I don’t drink alcohol anymore, and I don’t miss it. But I do miss champagne.
Scientists have long studied the chemical processes responsible for the distinct tastes and smells of liquors and wines. A recent discovery — one which any accomplished seltzer drinker could understand without science — confirms an idea long held to be true: A lot of the magic in champagne is actually magic in the bubbles.
Gérard Liger-Belair is a world renowned knower of all things champagne. His book Uncorked: The Science of Champagne deals quite seriously with such topics as "why you should serve champagne in a chilled glass," and it includes beautiful closeup images of the bubbles, showing off their complex, geometric patterns. But Gérard doesn’t just love champagne: He’s also a professor of chemical physics at the University of Reims Champagne-Ardenne. He’s also the author of an upcoming article in the journal EPJ Special Topics that focuses on this special topic: What makes champagne taste and smell so damn good?
What makes champagne taste and smell so damn good?
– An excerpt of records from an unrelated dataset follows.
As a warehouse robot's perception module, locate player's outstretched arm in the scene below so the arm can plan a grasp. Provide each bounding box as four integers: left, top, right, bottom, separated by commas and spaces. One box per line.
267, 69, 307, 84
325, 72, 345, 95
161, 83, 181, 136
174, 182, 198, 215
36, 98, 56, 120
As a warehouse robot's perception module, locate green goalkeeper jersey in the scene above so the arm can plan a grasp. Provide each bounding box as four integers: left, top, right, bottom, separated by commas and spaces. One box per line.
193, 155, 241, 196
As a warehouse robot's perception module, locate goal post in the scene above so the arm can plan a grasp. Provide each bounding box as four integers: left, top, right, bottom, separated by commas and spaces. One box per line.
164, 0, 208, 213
There are, it turns out, a lot of "neuro-physico-chemical mechanisms" that are responsible for the (literally) intoxicating taste and smell of bubbly. Taste and smell are intricately related, and people who lack a good sense of smell have very impaired perception of taste, so the interplay in champagne between the level of CO2 (the bubbles… did I mention the bubbles?) and the volatile organic compounds inside the bubbles are what create the taste. Those volatile organic compounds are also what create the smell. Sometimes called VOCs, volatile organic compounds are chemicals that have a low boiling point and a high vapor pressure. Most of the things that we smell, in fact, are VOCs.
Are you drinking yet?
In his journal article, Liger-Belair creates a fascinating blow-by-blow portrait of what the journey of the gas in each champagne bubble is like. He starts at the fermentation process of the grape and the creation of CO2, and ends with the bubbles bursting out of your glass on New Year’s Eve. They literally explode. The bubbles.
The process by which the champagne is corked up — again fermenting as the carbon dioxide is trapped inside the bottle — adds even more pressure and limits space further. All that pressure (well, most of it) remains inside the bottle until the cork is popped.
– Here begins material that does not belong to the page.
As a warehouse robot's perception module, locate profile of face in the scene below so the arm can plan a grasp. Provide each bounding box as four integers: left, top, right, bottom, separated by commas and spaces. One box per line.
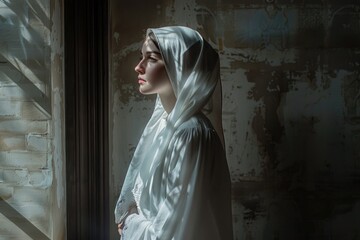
135, 37, 173, 95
Where is all of this leading you may be wondering. Great question. It’s leading to better tasting wine, presumably, as scientists study exactly how bubbles work and by what process they come to make all of us so at ease in daring social situations around 11:55 p.m. on a Saturday night at the end of 2016.
Millions of people have glugged millions of liters of champagne without ever knowing how it’s made or by what magical process it comes to work the way it works. Part of the enjoyment, one might argue, is found in the mystery. And taking away that mystery, might, one could extrapolate, burst the bubble, dispel the spell. The champagne might not taste as good anymore. Who is to say?
There are increasingly fewer mysteries in this world, but also increasingly more to know. The more information I have access to, the more data points, graphs, visualizations, desktop notifications, memes, and so on, the less I am sure of. There are fewer secrets and yet more questions. I know now, sort of, after a few hours of reading, what makes champagne taste and smell so good: it’s the bubbles. And knowing that scientifically doesn’t tell me anything I didn’t already know in my gut, gurgling like when the champagne got there a hundred times over: It’s the bubbles.
A mystery dispelled demystifies. In 2016 I missed champagne sometimes. Now that I know how it works, I promise, in 2017, that I won't anymore.